Inggrita mengeluarkan biaya sebesar AUD$ 8,450 atau Rp 8 juta untuk ujian yang ia lakukan di tahun 2014, 2015 dan 2016. Ia berhenti karena merasa kurang memiliki waktu bersama anak.
"Yang saya belum mampu sekarang bagaimana manajemen waktu urus anak di rumah sendiri, dan kapan waktu istirahat dan belajar. Tidak ada orang yang bisa saya titipkan anak dan penitipan anak itu tidak murah."
Inggrita yang memilih untuk mengandung anak ketiga menunda keinginannya untuk ujian praktek sebagai dokter umum di Australia dan mengambil kursus dua tahun konseling menyusui di tahun 2014.
"Saya dari lulus [kuliah] selalu tertarik pada kesehatan wanita, kesehatan ibu dan bayi tapi tidak pernah terealisasi karena dipaksa keadaan untuk berpikir ke sana [menjadi dokter umum]," kata ibu dua anak itu.
"Setelah tidak lulus tes, saya berpikir apa yang harus dilakukan dan akhirnya ketemu organisasi ini, Asosiasi Menyusui Australia, organisasi sukarelawan yang berkontribusi menyediakan penasihat menyusui yang memenuhi syarat."
Perlu keahlian spesifik
Berbicara dari pengalaman, Darwin Wirawan mengatakan tidak semua teman arsiteknya berhasil melewati ujian untuk mendapat lisensi dari Dewan Pendaftaran Arsitek Victoria sebagai persyaratan untuk menjadi arsitek resmi di Australia.

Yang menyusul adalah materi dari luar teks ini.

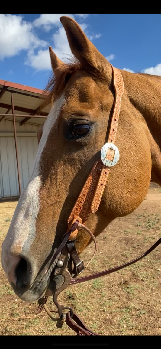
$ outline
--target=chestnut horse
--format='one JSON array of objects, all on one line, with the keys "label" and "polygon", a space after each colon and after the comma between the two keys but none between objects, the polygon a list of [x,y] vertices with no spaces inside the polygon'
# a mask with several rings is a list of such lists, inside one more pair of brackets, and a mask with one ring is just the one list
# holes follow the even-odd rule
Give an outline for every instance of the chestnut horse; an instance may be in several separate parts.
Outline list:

"Memang banyak dari angkatan saya, cuma saya saja yang terdaftar," kata warga Indonesia pemegang visa Warga Tetap Australia yang kini adalah kepala dari perusahaan arsitekturnya sendiri di Victoria, Australia itu.
"Banyak yang tidak dapat lanjut. Maksud saya bukan karena masalah keuangan, tapi memang susah."
Darwin yang merupakan sarjana arsitektur dari Universitas Parahyangan datang ke Australia pada tahun 1998 di tengah keterpurukan bisnis properti Indonesia saat itu. Walau demikian, kondisi itu bukan sebab ia meninggalkan Indonesia.
"Saya ke Australia karena istri saya mau kuliah ambil Magister. Dan sebagai pasangan yang istrinya kuliah S2, saya bisa kerja penuh waktu secara legal."
Darwin merupakan salah satu warga Indonesia yang tidak pernah bekerja dalam bidang di luar keahliannya sejak pindah ke Melbourne 21 tahun yang lalu.
"Waktu saya lamar pekerjaan, semua ke bidang yang saya suka, saya bisa dan mirip dengan arsitektur. Saya lamar menjadi perancang grafis, perancang web, dan lain-lain," kata Darwin kepada Natasya Salim dari ABC Indonesia.
"Waktu saya kerja di bidang interior, dapat juga [tawaran kerja] di bidang arsitektur. Akhirnya pindah ke arsitektur."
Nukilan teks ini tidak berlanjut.